My concern now turns to this...Having not seen things related only to required "Employee Cost" savings....I was more inclined to think that the required savings was 25% across the board.

Seeing that U no longer has the luxury of using Chapter 11 to who-do the vendors , municipalities , or anyone but the labor force to achieve this...I was deeply concerned about those figures as written.

As stated before...and as you and PITbull have both responded to in other threads....Savings are being achieved in areas where we can be less than pleased with the results and reasons why they are being achieved.

U is still shrinking at a steady clip regarding staffing levels by forced/natural attrition , as you pointed out , we are loosing about 20-25 pilots per month , if I remember correctly?

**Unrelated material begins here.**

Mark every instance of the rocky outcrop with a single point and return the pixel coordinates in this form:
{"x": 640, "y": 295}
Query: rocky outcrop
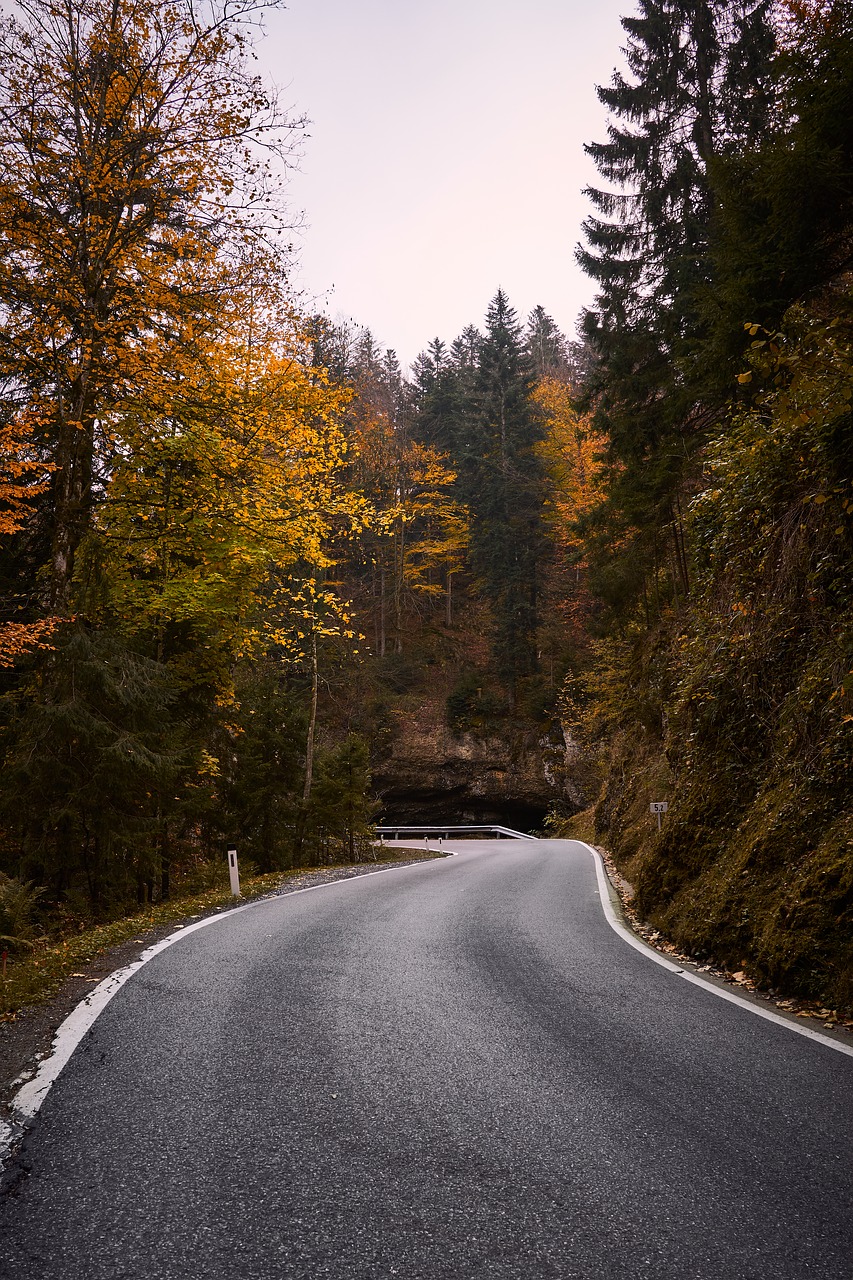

The F/A's would have to be in the same nieghborhood. We of the IAM are seeing exactly what the AFA is seeing regarding Retirements , Furloughs , Terminations and even deaths that seem to be on the rise. Sadly we lost another in CLT today...and my best wishes go out to his family by the way.

Now....with this in mind and linked to the fact that these slots are NOT being filled as they become vacant....how much would you guess that natural or forced attrition is contributing to the bottom line , when the work is still getting done , yet with fewer and fewer people every month?
 
STILL NO PLAN !!!!! WHERE'S THE PLAN ??? There is no plan ! I give this place until July and then we're finished!
 
$5.00 an hour equates to $5,000 a year in much needed money for furloughed pilots.